Mais do que sobre a carne suína salgada e defumada, de textura crocante e suculenta que afaga as papilas gustativas e é uma unanimidade na cozinha do brasileiro, estas divagações são sobre o abuso no poder regulatório do Estado e o (des)serviço da regulação na evolução do consumidor nacional. Espero sinceramente que você, leitor ou leitora, não tenha ficado frustrado com esta constatação e deseje abandonar este texto. Construamos juntos um raciocínio sobre bacon, consumo e Estado.
Que os consumidores estão em franco amadurecimento, é um fato, seja por discernimento próprio, seja por uma crescente de normatizações que escancaram problemas, veja o exemplo do lixo e a lei de resíduos sólidos, ao mesmo tempo que exaltam qualidades, veja o exemplo das Indicações Geográficas[1].
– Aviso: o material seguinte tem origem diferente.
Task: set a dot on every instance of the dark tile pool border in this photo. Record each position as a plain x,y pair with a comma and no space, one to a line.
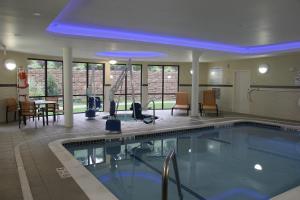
291,131
94,189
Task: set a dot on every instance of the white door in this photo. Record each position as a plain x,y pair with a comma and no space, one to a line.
241,85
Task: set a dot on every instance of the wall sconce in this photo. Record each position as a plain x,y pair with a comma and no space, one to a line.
9,64
112,62
263,68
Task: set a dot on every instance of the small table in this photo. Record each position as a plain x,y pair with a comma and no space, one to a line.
47,103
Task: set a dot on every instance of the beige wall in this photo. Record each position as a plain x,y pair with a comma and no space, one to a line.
265,103
279,102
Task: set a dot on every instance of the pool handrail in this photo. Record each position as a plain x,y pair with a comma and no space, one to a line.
165,175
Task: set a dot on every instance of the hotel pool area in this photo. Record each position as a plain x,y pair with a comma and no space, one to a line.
245,161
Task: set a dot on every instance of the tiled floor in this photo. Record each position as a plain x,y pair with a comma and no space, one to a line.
40,163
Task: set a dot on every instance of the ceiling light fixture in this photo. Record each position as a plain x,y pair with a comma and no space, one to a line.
9,64
37,14
130,54
112,62
263,68
258,167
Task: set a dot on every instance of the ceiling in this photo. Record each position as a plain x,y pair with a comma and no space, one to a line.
235,22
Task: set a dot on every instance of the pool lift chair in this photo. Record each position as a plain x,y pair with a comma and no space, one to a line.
113,124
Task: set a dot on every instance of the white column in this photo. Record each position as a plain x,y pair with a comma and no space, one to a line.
195,84
145,87
68,87
107,87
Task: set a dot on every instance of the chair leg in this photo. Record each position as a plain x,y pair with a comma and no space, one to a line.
19,121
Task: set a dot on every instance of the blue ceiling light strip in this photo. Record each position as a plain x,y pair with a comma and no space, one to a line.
131,54
94,32
85,31
59,27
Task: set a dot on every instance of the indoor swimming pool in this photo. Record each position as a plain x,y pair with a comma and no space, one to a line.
245,161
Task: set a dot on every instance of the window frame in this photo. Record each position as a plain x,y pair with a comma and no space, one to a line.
62,95
163,82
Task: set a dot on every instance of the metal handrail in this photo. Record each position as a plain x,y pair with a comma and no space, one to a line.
153,116
165,175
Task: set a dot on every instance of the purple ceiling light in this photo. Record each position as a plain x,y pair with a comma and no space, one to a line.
130,54
58,26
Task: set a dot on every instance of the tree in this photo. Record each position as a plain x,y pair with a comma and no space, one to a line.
52,86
A ideia jurídica e filosófica de consumo consciente é baseada na noção de que os consumidores têm responsabilidade em relação aos impactos ambientais, sociais e econômicos de suas escolhas de consumo. Isso significa que os consumidores devem ser informados e ativamente informarem-se sobre os produtos que estão comprando, bem como sobre as condições em que eles são produzidos, a fim de tomar decisões conscientes e éticas.
As legislações relacionadas ao consumo consciente – no Brasil podemos citar, por exemplo, o Código de Defesa do Consumidor e a Lei 13.186/2015 – geralmente se concentram em garantir que os consumidores tenham acesso a informações claras e precisas sobre os produtos, incluindo dados sobre ingredientes, origem, impacto ambiental e social, e segurança. Além disso, também exigem que os fabricantes e varejistas assumam responsabilidade pelos impactos de seus produtos ao longo de toda a cadeia de produção.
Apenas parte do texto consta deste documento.